If buprenorphine is suddenly stopped or the dose is quickly reduced, withdrawal can happen.1 Some possible opioid withdrawal signs and symptoms include:1,2

  • Yawning
  • Fast heart rate
  • Runny nose
  • Nauseousness
  • Throwing up
  • Being restless
  • Goosebumps
  • Sweating
  • Fever
  • Diarrhea
  • High or low blood pressure
  • Trouble sleeping
  • Fast breathing
  • Pain

Because of lessened opioid tolerance, there is a higher risk of overdose in individuals who have gone through opioid withdrawal.5 An opioid overdose can kill a person.2

Abusing Suboxone

An individual might abuse and/or divert Suboxone.1

It was estimated that in 2018, of individuals 12 years old and older who had used any buprenorphine product at all in the last year, 28.3% had misused a buprenorphine product in the last year.6

If someone is prescribed Suboxone but keeps diverting, abusing, or misusing it or another opioid, this individual ought to be given or referred to treatment that is more structured and intensive.1


  1. Indivior Inc. (2019).

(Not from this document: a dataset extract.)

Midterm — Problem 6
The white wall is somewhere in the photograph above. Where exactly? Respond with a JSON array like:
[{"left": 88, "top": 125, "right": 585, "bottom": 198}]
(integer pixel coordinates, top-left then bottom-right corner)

Label: Suboxone- buprenorphine hydrochloride, naloxone hydrochloride film, soluble.
  2. Substance Abuse and Mental Health Services Administration. (2018). Medications for opioid use disorder: For healthcare and addiction professionals, policymakers, patients, and families: Treatment improvement protocol TIP 63.
  3. Substance Abuse and Mental Health Services Administration. (2019). Buprenorphine.
  4. Substance Abuse and Mental Health Services Administration. (2019). Medication-assisted treatment (MAT).
  5. World Health Organization. (2009). Clinical guidelines for withdrawal management and treatment of drug dependence in closed settings.
  6. Substance Abuse and Mental Health Services Administration. (2019). Results from the 2018 National Survey on Drug Use and Health: Detailed tables.